Fragen wirft nun zum Beispiel die Rolle einer anderen Person auf: Reinhard Rade, der aus der Leipziger Immobilienbranche kommt und eine Zeit lang im Umfeld von Unister tätig war.

 

"Herrn Rade kenne ich seit Ende 2012", sagt Unister-Mitgründer Kirchhof. "Er hat mir gegenüber etwa eine Woche vor der Venedig-Reise vage Andeutungen gemacht, dass ein Kreditgeschäft im Gange wäre. Das klang für mich alles sehr unglaubwürdig und war auch für den sehr misstrauischen Thomas Wagner ein untypisches Verhalten. Ich habe mich deshalb nicht weiter damit befasst.

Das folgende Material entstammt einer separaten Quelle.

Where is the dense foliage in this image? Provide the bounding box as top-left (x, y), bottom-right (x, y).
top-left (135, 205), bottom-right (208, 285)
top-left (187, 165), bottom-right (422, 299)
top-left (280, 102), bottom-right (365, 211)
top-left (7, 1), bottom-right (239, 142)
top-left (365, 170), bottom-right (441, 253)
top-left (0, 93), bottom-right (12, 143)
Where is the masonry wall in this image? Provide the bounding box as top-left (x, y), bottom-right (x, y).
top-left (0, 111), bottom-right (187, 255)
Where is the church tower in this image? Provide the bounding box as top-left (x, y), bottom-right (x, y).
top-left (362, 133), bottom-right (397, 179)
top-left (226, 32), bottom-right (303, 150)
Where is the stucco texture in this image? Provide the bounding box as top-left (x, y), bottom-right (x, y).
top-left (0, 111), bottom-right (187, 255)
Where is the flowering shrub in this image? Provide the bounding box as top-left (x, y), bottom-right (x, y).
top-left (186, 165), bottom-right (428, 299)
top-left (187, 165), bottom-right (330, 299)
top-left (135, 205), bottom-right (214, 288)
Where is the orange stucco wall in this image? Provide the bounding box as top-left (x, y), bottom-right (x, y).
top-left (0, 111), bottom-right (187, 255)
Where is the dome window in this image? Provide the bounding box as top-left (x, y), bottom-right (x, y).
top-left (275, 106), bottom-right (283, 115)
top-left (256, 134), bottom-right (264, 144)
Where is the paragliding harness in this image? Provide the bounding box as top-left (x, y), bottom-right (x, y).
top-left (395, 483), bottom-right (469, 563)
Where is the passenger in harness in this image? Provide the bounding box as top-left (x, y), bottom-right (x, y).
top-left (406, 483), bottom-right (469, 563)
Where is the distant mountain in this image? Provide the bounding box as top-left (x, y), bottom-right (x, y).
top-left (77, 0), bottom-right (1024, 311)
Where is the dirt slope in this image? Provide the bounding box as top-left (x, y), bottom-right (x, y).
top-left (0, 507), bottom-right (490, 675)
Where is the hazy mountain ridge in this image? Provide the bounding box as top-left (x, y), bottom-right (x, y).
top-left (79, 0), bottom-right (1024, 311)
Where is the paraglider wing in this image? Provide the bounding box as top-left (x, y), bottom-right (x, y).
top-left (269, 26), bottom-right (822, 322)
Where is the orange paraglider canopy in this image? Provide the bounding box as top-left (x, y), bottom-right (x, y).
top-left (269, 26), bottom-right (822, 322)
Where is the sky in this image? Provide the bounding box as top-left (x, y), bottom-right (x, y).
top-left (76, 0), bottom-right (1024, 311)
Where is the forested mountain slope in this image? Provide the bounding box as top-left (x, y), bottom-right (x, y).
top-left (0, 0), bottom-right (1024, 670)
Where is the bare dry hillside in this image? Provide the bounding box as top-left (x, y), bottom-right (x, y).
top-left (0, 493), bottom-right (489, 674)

Mir fehlte es ohnehin an jeglicher Einflussmöglichkeit."

 

Rade habe auch einen Plan erwähnt, so Kirchhof. "Rade hat mir gesagt, dass er Thomas Wagner gegebenenfalls mit einer Anzeige stoppen will", erklärt Kirchhof. "Ich hatte zu den handelnden Personen noch nie Kontakt, ich kenne diese Leute alle nicht. Was Rade letztendlich unternommen hat, entzieht sich meiner Kenntnis."

 

Im Gespräch mit der ZEIT bestätigt Rade, dass er von dem Kreditgeschäft schon früh gewusst und dieses für einen Fall für die Polizei gehalten habe. Später ist er für weitere Nachfragen nicht erreichbar.

 

Vor einigen Tagen hat Daniel Kirchhof Strafanzeige erstattet, um den Venedig-Trip aufklären zu lassen. Die Staatsanwaltschaft ermittelt wegen Betrugsverdachts. Es sind in diesem Fall noch sehr viele Fragen offen.